On Skin Positivity
We project the little glimpses of ourselves, carefully curated fractions; they are no longer the puppy faces or the silly photos by the beach. They are filtered “busy” selfies; “moody”, almost “candid” videos of what our lives might look like to a stranger.
The question is: how filtered are you?
Skin positivity has stirred a mass feedback (dominantly positive, at least in our feeds), where mostly young women could no longer take the digital vs reality. Just take a look at Sofia Grahn, known by the Instagram tag @isotretinoinwiths, who bravely shares her journey with acne to further the discussion. The self proclaimed ‘acne advocate’ speaks openly how any skin condition is not something to blame yourself for and touches upon mental health in many of her posts.
Let’s face it (literally): we all have bad skin days, most of us have acne, and soon enough more of us will have wrinkles. We desperately self-care to bring out the glow, but sometimes (or often), there is no cure for that one little devil on your chin that manifested itself due to the lack of sleep, content digital coma, pizza (pasta, dairy, cheese, wine, insert your own) and stress. And so you slap another filter, smile, and get on with your life. Or do you?
“As I’ve got older I’ve stopped caring so much. My content is heavily skincare-focused so nearly always requires me to bare all on camera. I used to get nervous about showing my skin if I was mid-breakout, but I always get such positive feedback, especially from other acne sufferers. It’s great to know what products to use to prevent and treat spots, but it’s even better to know that you’re not alone in your experience.”
A little unknown fact: suffering from any skin problems can alter the self image, cause anxiety, stress or ability to communicate with others. To have healthy, glowing skin has become almost the eponymous of success (You don’t make time for yourself because of several projects, rent, part time jobs and your own start-up? Loser).
“There is so much pressure to appear a certain way, and have a certain level of 'good skin'. Sometimes, this pressure comes from ourselves based on the image we see throughout social media, print, movies, and TV. Other times, it comes from the 'experts' of the field, boasting about how products will give you flawless results or perfected skin. It has become increasingly alarming, especially for younger women, the way they anticipate their image to be perceived.”
Ladies like Kali, known as @myfacestory, have been trying to bring the issue into the light , and show, that skin is skin, and just like with bodies, we all have it differently. Kali draws attention to how hard it may get when your skin looks out of the ordinary, speaking about her past insecurities and mental well-being, and we hooray her for that.
“I don’t feel the pressure to look flawless that much like I once used to do when I was younger.
Social media are definitely creating a pool of pictures of women who look always their best, creating standards that are often unnatural and hard to achieve naturally.

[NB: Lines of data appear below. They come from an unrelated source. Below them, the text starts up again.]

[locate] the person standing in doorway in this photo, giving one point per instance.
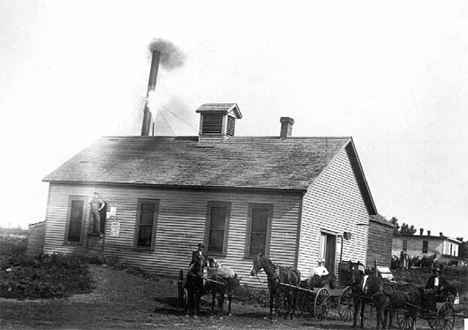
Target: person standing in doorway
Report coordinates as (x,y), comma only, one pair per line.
(96,205)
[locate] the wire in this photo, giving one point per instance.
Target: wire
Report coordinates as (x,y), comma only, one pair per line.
(162,115)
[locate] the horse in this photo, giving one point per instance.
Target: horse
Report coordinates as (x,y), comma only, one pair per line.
(222,281)
(363,287)
(281,280)
(195,286)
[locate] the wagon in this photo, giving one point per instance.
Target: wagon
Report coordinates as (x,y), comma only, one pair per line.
(182,290)
(442,316)
(315,301)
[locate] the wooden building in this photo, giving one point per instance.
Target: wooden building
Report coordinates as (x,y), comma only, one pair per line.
(290,197)
(444,249)
(379,250)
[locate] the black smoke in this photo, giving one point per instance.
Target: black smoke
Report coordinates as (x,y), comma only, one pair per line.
(171,56)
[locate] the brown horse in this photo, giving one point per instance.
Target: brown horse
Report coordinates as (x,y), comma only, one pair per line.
(281,281)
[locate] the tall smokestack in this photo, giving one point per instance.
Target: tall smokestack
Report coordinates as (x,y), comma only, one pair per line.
(286,127)
(145,128)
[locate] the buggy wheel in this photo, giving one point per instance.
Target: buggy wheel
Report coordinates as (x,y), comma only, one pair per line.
(445,317)
(180,288)
(432,322)
(322,299)
(405,319)
(345,304)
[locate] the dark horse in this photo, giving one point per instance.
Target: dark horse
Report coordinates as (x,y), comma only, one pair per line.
(410,298)
(363,288)
(281,280)
(195,286)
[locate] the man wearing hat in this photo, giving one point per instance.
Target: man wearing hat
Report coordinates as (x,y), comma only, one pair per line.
(433,282)
(197,254)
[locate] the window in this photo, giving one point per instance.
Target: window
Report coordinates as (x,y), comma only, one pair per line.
(231,126)
(212,123)
(147,216)
(258,229)
(217,225)
(425,246)
(75,218)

This being said, it’s true that there’s also a bit of a revolution happening, with people trying to embrace themselves naturally, showing their flaws on the internet, that’s where I’m trying to stand.”
Hype comes and goes, but how much more fun would it be if we let the rains go? Just wear a swoosh of red for the kick of it (and to the heck with that chin devil of ours). Just mascara and no concealer? Rebellious ! A little bit of flushed glow and no tint on the lips? Daring! Or is it?
“Few years ago I wouldn’t dare to leave my house without makeup even if I was to go to the post office. Now I do leave my house with bare face with no makeup on (just a little brow gel and mascara - sometimes concealer when I do get an odd breakout). I do encourage people to feel good in their skin by wearing their own natural beauty. Makeup products are made for us to elevate our confidence not give us the confidence that we already have in ourselves.”
IG (and now Tik Tok) generation does not play by the rules. We might get the most out of this hype, but we will not let it dissolve in the waves of other things new. How? Let’s start with ourselves.
No filter selfie anyone? I’ll post it if you do.